Peppered with smart, beautifully delivered dialogue and outrageously over-the-top characters who manage to also feel winningly grounded, High Desert is one of those eccentric shows that uses its larger-than-life sensibilities to tell some very human stories with gravitas and generous lashings of black humour and a frothy sense of the comedically ridiculous too.

It’s that rare mix of the sublime silly and the serious that holds the tension between the two perfectly so that even as you’re laughing, and sometimes even cringing at the latest ploy by Peggy to best the world and the people around her if it gives her even a small leg up to the success she desperately has to believe should be hers, you’re also intensely feeling just how badly these people want life to work for them.
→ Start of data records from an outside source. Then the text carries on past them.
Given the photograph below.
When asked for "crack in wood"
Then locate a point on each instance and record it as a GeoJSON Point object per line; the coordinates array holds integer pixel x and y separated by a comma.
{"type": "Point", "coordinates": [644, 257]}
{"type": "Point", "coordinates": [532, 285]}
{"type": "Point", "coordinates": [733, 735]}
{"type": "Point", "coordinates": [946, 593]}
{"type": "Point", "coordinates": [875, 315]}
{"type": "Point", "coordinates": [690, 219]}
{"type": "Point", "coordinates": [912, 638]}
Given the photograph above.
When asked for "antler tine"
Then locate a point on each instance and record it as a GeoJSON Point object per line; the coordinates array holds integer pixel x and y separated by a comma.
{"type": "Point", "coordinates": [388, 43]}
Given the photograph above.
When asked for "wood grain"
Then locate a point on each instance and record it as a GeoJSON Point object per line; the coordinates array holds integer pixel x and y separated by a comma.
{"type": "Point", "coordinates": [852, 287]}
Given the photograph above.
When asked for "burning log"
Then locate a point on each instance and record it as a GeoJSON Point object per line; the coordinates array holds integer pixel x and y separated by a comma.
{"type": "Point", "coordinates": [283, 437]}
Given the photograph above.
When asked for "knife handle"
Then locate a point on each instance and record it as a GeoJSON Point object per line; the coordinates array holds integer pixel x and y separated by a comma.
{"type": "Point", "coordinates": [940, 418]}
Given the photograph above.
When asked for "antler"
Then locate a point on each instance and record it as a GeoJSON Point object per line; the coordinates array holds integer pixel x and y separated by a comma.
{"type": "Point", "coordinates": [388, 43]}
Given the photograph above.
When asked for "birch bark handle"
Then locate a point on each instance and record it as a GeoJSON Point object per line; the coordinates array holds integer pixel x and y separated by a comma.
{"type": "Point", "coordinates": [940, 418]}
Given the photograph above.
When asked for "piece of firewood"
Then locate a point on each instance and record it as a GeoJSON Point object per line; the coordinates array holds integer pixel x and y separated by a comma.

In some ways it’s a scathing put down of the American Dream that promises the world but deliver precious little to many of those who ardently pursue it, but it wraps this withering social commentary up in a show that knows humour and vibrantly fulsome characterisation will make the point far more effectively than polemic ranting from a streaming pedestal.

High Desert is one of those shows that could have really done some very cool things with its sense of place and its people, and while it ends with some sort of resolution, insofar as Peggy has bested and been bested by the world once again despite her best fast-talking efforts, it would have been good to see what else lay in wait for a woman whose humanity may seem flawed but who is, at the end of the day, likely the most real distillation of humanity we’ve seen in a while.